PART 11 - twenty true/false questions worth 2 points each, (40 points)

PART III - two short answer questions worth 10 points each. (20 points)

80 points total.

This is a no notes - closed book examination. Do not begin until you are told to do so.
Stop all writing when the proctor announces that the examination is over.
Write your answers clearly and legibly on the provided Scantron answer sheet and the space provided in this exam for Part III.

Since the space to answer Part III is limited you may wish to plan and outline your answer before writing. You should have plenty of time to do this. The exam is not designed to be time constrained.
Make sure your examination number is on all pages you turn in, especially the Scantron answer sheet and the pages in Part III:

Good luck and have a productive and enjoyable summer.

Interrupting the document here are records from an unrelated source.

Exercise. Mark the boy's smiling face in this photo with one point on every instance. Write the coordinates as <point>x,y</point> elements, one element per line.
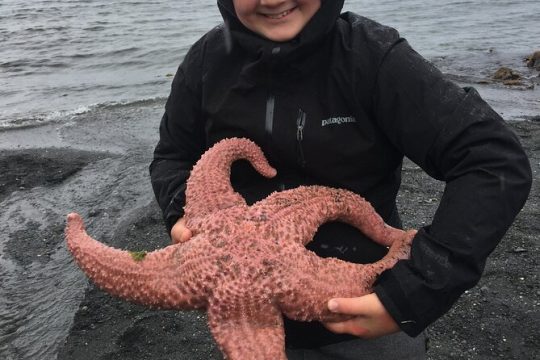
<point>277,20</point>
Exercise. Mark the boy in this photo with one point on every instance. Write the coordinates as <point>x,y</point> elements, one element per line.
<point>338,100</point>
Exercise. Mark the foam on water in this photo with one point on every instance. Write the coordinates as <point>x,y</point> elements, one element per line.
<point>59,56</point>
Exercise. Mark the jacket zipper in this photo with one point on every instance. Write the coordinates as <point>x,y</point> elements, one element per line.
<point>300,123</point>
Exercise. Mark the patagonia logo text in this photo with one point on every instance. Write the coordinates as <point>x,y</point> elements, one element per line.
<point>338,120</point>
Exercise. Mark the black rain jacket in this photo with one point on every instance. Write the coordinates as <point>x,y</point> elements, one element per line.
<point>341,105</point>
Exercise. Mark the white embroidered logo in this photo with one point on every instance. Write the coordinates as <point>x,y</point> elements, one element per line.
<point>338,120</point>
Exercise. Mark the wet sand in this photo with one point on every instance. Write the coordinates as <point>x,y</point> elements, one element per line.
<point>496,319</point>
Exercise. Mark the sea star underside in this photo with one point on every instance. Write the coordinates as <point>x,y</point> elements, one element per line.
<point>246,265</point>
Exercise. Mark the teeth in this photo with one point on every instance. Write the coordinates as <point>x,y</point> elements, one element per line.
<point>279,16</point>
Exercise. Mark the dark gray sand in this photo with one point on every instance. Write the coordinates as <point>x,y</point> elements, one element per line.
<point>496,319</point>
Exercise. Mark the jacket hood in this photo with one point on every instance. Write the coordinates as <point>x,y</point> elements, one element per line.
<point>315,30</point>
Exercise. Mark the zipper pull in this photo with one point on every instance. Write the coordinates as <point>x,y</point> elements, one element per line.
<point>300,123</point>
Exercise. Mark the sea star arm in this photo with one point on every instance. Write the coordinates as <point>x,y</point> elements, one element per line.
<point>209,188</point>
<point>300,212</point>
<point>306,291</point>
<point>246,328</point>
<point>159,279</point>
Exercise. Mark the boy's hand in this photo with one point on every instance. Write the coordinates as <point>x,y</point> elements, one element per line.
<point>371,318</point>
<point>179,232</point>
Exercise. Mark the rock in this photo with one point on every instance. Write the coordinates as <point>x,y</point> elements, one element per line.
<point>533,60</point>
<point>506,74</point>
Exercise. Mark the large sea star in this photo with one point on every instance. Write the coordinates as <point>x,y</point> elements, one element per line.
<point>246,265</point>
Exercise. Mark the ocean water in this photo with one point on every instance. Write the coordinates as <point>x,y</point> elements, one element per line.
<point>60,59</point>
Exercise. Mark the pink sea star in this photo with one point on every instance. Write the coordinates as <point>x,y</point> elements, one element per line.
<point>246,265</point>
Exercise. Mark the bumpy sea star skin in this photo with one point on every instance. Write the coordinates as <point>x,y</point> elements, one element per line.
<point>246,265</point>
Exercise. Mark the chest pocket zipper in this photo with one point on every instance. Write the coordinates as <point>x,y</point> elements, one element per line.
<point>300,124</point>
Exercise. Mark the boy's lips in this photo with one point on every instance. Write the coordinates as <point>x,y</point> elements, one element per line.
<point>280,15</point>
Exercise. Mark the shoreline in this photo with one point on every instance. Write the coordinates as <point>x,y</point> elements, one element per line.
<point>109,184</point>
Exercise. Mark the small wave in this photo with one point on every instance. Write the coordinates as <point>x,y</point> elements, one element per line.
<point>42,119</point>
<point>62,116</point>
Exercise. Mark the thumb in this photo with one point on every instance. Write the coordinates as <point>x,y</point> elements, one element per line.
<point>347,306</point>
<point>185,235</point>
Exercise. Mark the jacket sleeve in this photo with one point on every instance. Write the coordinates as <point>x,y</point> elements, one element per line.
<point>455,137</point>
<point>181,139</point>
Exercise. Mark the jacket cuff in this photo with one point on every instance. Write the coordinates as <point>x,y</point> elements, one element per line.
<point>415,298</point>
<point>388,290</point>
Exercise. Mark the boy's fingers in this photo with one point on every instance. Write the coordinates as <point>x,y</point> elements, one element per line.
<point>348,306</point>
<point>347,327</point>
<point>179,232</point>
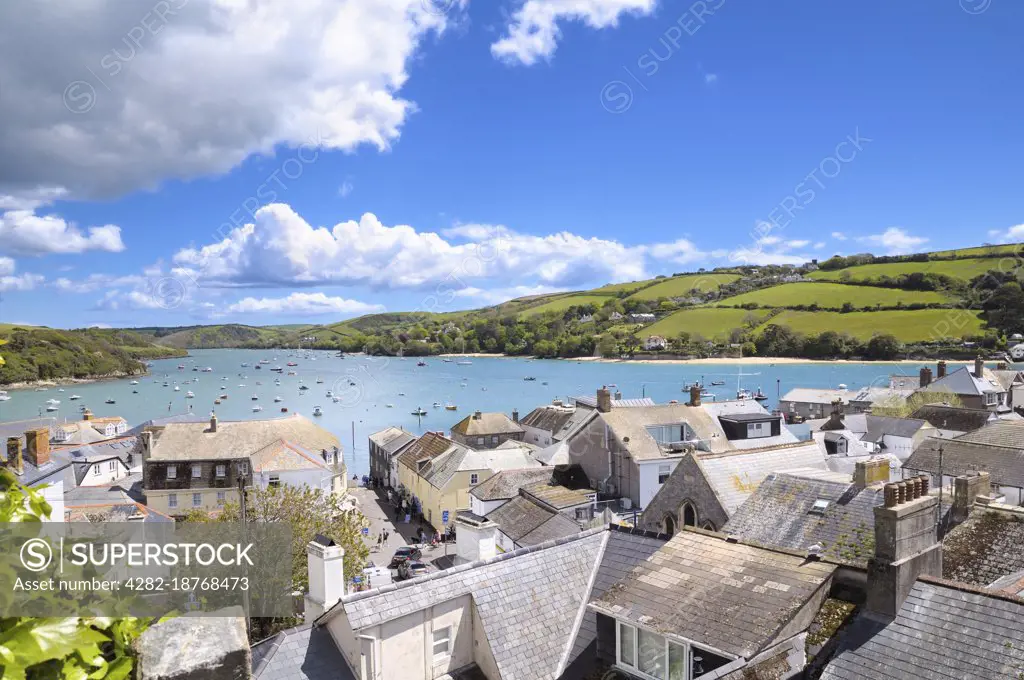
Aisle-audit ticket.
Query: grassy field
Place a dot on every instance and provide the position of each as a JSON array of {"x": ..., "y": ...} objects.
[
  {"x": 712, "y": 323},
  {"x": 963, "y": 269},
  {"x": 680, "y": 286},
  {"x": 563, "y": 303},
  {"x": 907, "y": 326},
  {"x": 832, "y": 295}
]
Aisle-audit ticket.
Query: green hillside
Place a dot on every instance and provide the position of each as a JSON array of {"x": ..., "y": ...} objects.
[
  {"x": 833, "y": 296},
  {"x": 906, "y": 326},
  {"x": 711, "y": 323}
]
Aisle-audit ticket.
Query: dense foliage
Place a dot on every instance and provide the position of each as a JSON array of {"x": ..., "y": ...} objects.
[{"x": 40, "y": 353}]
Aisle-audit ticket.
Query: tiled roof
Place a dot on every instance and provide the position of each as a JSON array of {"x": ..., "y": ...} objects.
[
  {"x": 734, "y": 475},
  {"x": 506, "y": 484},
  {"x": 941, "y": 632},
  {"x": 300, "y": 653},
  {"x": 528, "y": 601},
  {"x": 729, "y": 596},
  {"x": 952, "y": 418},
  {"x": 548, "y": 418},
  {"x": 984, "y": 548},
  {"x": 237, "y": 438},
  {"x": 486, "y": 423},
  {"x": 1006, "y": 465},
  {"x": 781, "y": 513}
]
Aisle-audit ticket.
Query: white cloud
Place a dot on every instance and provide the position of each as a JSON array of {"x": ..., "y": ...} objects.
[
  {"x": 281, "y": 249},
  {"x": 25, "y": 232},
  {"x": 300, "y": 304},
  {"x": 196, "y": 90},
  {"x": 895, "y": 241},
  {"x": 1013, "y": 235},
  {"x": 534, "y": 32}
]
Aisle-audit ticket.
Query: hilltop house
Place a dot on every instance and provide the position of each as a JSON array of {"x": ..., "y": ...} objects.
[{"x": 201, "y": 466}]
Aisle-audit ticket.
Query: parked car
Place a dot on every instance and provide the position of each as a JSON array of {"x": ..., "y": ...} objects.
[
  {"x": 404, "y": 554},
  {"x": 412, "y": 568}
]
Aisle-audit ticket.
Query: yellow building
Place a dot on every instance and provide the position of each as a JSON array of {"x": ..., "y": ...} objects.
[{"x": 438, "y": 472}]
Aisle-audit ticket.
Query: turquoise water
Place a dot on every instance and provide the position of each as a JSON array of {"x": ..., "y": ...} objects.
[{"x": 366, "y": 385}]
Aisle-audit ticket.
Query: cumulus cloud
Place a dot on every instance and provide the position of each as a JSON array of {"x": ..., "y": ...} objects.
[
  {"x": 25, "y": 232},
  {"x": 281, "y": 249},
  {"x": 534, "y": 32},
  {"x": 301, "y": 303},
  {"x": 895, "y": 241},
  {"x": 125, "y": 96}
]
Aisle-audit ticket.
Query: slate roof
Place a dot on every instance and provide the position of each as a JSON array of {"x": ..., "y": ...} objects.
[
  {"x": 548, "y": 418},
  {"x": 505, "y": 484},
  {"x": 734, "y": 475},
  {"x": 781, "y": 513},
  {"x": 984, "y": 548},
  {"x": 941, "y": 632},
  {"x": 1006, "y": 465},
  {"x": 486, "y": 423},
  {"x": 952, "y": 418},
  {"x": 731, "y": 597},
  {"x": 528, "y": 601},
  {"x": 237, "y": 438},
  {"x": 300, "y": 653}
]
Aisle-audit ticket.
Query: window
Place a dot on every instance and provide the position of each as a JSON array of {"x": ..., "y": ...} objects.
[{"x": 442, "y": 641}]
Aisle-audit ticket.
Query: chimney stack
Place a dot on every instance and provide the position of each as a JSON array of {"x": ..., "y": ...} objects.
[
  {"x": 38, "y": 445},
  {"x": 14, "y": 462},
  {"x": 906, "y": 544},
  {"x": 872, "y": 471},
  {"x": 325, "y": 564},
  {"x": 967, "y": 487}
]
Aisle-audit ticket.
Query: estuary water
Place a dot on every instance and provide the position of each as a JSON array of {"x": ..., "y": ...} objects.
[{"x": 375, "y": 392}]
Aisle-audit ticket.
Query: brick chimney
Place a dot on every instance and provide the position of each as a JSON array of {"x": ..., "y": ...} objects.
[
  {"x": 38, "y": 445},
  {"x": 836, "y": 418},
  {"x": 967, "y": 487},
  {"x": 325, "y": 566},
  {"x": 871, "y": 471},
  {"x": 906, "y": 544},
  {"x": 14, "y": 463}
]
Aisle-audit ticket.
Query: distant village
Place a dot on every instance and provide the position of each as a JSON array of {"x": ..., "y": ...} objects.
[{"x": 869, "y": 533}]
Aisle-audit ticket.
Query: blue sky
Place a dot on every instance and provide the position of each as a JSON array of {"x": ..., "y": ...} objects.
[{"x": 212, "y": 161}]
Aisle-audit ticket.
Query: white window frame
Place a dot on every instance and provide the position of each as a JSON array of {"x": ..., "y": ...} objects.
[
  {"x": 633, "y": 666},
  {"x": 445, "y": 640}
]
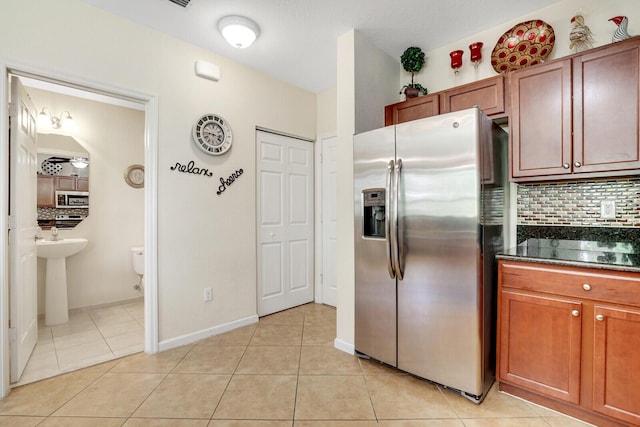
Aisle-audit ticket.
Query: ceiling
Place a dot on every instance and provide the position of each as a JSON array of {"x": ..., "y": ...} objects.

PART I - the essay that you already completed and turned in. (20 points)

PART II - twenty true/false questions worth 2 points each. (40 points total)

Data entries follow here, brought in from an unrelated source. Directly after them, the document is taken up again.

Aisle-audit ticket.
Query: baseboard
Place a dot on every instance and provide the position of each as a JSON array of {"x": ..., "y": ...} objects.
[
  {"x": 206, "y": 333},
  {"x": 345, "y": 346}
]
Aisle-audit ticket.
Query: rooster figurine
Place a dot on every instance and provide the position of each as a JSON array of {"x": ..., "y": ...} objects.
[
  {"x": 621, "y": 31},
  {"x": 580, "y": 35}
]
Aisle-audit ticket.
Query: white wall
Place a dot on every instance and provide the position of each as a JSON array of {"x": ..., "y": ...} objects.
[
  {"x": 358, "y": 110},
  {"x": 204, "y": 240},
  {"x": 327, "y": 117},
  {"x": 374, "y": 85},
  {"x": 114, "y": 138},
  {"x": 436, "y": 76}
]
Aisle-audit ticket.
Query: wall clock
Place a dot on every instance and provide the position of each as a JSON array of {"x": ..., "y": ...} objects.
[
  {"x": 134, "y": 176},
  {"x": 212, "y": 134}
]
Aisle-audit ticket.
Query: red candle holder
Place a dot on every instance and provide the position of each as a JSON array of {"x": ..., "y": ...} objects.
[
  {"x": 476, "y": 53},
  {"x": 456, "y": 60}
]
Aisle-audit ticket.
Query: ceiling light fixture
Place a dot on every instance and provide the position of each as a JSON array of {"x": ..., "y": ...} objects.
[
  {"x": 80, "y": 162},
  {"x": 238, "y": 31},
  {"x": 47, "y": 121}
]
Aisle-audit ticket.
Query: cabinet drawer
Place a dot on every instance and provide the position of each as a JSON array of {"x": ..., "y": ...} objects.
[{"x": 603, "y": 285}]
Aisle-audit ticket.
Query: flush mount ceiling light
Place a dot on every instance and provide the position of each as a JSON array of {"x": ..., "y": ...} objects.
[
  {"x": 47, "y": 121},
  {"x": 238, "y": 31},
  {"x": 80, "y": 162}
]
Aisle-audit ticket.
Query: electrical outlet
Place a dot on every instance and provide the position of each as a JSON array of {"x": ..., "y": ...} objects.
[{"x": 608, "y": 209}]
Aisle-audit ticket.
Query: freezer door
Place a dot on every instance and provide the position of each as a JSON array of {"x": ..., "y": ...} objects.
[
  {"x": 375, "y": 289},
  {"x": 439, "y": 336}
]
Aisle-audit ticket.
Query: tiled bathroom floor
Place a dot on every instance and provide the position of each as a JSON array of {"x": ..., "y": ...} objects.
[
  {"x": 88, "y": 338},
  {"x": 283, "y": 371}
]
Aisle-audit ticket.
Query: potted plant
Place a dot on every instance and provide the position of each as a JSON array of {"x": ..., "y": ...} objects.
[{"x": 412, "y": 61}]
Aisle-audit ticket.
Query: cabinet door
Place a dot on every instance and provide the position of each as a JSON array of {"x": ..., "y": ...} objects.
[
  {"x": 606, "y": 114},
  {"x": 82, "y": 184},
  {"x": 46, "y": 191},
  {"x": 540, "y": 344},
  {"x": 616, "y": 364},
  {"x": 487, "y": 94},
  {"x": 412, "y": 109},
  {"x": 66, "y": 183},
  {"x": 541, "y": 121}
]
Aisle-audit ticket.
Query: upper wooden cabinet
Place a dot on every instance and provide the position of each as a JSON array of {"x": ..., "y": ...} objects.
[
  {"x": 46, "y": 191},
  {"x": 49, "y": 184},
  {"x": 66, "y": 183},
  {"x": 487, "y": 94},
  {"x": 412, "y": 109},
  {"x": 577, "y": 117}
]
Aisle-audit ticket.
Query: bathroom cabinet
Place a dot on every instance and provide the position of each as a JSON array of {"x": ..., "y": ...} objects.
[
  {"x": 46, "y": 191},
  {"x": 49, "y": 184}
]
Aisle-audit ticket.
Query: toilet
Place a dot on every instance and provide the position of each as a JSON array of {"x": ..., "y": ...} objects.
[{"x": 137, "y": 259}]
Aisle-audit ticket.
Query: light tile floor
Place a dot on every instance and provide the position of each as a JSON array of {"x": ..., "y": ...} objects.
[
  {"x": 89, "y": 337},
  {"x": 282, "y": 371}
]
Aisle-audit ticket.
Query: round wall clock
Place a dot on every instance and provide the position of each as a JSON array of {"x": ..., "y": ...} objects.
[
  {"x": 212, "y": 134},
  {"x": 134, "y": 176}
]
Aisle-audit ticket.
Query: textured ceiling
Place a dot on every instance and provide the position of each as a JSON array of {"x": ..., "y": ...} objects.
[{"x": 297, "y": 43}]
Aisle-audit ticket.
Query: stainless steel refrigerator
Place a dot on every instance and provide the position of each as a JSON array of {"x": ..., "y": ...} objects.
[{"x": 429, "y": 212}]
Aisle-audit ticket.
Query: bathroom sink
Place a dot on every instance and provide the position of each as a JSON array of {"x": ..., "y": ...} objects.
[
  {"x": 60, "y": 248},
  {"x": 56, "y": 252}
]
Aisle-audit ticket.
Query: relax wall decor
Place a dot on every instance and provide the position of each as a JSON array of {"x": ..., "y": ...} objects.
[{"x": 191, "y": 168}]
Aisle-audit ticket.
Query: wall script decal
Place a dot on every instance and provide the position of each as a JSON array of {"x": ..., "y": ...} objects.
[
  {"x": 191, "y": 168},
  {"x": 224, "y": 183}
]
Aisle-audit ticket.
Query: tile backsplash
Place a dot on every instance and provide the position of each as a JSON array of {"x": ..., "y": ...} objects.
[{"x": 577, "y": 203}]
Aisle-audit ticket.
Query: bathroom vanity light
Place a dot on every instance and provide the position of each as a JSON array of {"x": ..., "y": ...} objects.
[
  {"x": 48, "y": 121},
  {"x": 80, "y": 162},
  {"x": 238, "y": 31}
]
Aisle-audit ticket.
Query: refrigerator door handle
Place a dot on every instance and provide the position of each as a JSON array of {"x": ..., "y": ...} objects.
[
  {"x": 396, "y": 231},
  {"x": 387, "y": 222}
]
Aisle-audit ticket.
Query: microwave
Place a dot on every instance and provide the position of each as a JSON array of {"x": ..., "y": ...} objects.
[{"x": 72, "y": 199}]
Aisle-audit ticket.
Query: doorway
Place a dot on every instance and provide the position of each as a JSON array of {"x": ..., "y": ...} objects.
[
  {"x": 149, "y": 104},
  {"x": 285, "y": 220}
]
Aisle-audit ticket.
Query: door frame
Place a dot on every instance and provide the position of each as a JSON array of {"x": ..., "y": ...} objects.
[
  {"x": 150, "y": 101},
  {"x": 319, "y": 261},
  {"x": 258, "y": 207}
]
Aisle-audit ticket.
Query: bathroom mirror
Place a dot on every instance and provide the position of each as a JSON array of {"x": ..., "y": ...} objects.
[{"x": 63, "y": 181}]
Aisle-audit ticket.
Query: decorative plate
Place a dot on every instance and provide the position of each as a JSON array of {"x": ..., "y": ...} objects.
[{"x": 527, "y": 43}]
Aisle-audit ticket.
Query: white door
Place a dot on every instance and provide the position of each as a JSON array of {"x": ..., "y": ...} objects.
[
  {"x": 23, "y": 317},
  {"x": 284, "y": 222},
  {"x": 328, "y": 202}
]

1. The vast majority of e-commerce currently involves business to consumer transactions using the internet.

2. Conventional or symmetric cryptography does not require a "key" to encrypt and decrypt the message.

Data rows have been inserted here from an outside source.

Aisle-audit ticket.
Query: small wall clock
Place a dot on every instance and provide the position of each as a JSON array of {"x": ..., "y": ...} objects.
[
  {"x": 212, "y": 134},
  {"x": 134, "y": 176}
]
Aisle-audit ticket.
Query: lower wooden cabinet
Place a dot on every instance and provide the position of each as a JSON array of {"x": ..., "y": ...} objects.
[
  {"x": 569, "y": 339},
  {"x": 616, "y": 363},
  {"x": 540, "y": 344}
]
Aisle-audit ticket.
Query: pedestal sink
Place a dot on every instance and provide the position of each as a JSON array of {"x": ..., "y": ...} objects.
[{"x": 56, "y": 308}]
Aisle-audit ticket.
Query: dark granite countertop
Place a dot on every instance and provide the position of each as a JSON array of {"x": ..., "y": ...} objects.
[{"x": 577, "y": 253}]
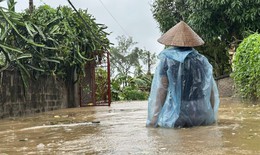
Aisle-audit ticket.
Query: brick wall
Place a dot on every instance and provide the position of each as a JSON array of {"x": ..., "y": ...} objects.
[{"x": 43, "y": 94}]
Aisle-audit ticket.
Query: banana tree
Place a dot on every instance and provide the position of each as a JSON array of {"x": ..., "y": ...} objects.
[{"x": 50, "y": 41}]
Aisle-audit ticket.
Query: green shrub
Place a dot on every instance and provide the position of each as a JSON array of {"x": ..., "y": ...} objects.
[
  {"x": 246, "y": 67},
  {"x": 134, "y": 94}
]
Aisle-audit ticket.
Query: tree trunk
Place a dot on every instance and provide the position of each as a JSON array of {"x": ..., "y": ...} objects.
[{"x": 30, "y": 6}]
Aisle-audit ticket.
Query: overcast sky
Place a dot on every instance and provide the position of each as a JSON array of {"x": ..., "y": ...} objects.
[{"x": 129, "y": 17}]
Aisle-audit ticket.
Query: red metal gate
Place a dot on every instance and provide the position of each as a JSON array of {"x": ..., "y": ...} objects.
[{"x": 95, "y": 85}]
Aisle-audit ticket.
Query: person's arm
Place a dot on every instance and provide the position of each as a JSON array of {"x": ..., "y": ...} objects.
[{"x": 160, "y": 98}]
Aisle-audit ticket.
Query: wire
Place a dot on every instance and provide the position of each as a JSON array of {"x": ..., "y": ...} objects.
[
  {"x": 86, "y": 24},
  {"x": 114, "y": 18}
]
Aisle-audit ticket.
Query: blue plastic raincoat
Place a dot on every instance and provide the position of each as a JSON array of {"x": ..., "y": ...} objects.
[{"x": 183, "y": 92}]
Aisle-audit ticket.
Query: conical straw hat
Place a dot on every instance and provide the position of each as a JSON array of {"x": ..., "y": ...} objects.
[{"x": 181, "y": 35}]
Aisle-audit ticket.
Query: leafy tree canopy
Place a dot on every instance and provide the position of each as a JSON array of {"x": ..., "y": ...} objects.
[
  {"x": 50, "y": 41},
  {"x": 246, "y": 67},
  {"x": 225, "y": 19},
  {"x": 221, "y": 23}
]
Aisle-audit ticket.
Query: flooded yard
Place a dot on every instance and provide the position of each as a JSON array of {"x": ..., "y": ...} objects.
[{"x": 120, "y": 129}]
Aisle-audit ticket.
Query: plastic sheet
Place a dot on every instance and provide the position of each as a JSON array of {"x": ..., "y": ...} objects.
[{"x": 183, "y": 92}]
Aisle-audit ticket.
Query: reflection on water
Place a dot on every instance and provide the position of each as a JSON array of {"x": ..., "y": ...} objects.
[{"x": 120, "y": 129}]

3. UCITA refers to the electronic transfer from computer to computer of information using an agreed standard to structure the information.

4. The scarcity doctrine was the basis for regulation of the telephone network when it was first developed.

5. The Uniform Electronic Transactions Act applies to only the substantive and not the procedural aspects of transactions.

6. Commodity money refers to tokens or pieces of paper that are not intrinsically valuable themselves, but can be exchanged for a specific commodity, such as gold or sliver.

7. Other than printing money and regulating banks, government plays no significant role in the various monetary and financial systems.

8. Open EDI or Internet EDI refers to United Nations effort to provide EDI capabilities to businesses in developing countries.

9. A website that merely provides information and advertisements to users is generally all that is necessary to provide a court with in personam or personal jurisdiction over the individual that posted the information.

10. Inter-personal e-mails have been given the same protection and expectation of privacy as first class mail by the Electronic Communications Privacy Act of 1986 ("ECPA"), however, the ECPA does not protect employees from having e-mails monitored by employers.

11. EDIFACT is a set of internationally agreed standards, directories and guidelines for the electronic interchange of structured data.

12. The security of most Electronic Funds Transfer (EFT) systems is enhanced by the fact that they generally use closed and private networks where the sender and receiver are known and identified.

13. The Uniform Electronic Transactions Act is designed to permit the use of electronic communications and records in "any transaction" unless excluded.

14. The extension of credit is one method of "creating money."

15. Generally, the courts in the United States treat liability for harm caused by information the same as liability for harm caused by tangible objects.

16. The Uniform Computer Information Transactions Act has evolved to become Article 2B of the Uniform Commercial Code.

17. The exercise of jurisdiction an the basis that an act has an effect in the geographic location exercising jurisdiction is an example of the territoril principle

18. ANSI X 12 refers to a standard used in EDI transactions developed by the American National Standards Institute,

19. Parties can specify in an electronic contract what law applies and most courts will enforce that selection, even if the law chosen has no substantial relationship to the parties or the transaction, as long as the selection is voluntary.

20. Both federal and state courts often allow the fact finder to draw a presumption against a party that intentionally destroys evidence that the evidence would have been unfavorable to the cause of the party that undertook the destruction.

PART III - begins on next page

PART III - two short answer questions worth 10 points each. (20 points total)

1.  It was been postulated that knowledge and information, the increasingly important assets of the information age society, are different from tangible property assets of the agricultural and industrial ages. In the space provided list some of the most significant differences and how these differences are affecting the law of e-commerce.

2. For electronic transactions (1) authentication and (2) non-repudiation are important legal concerns. In the space provided explain what each is and why each is of particular concern in electronic transactions.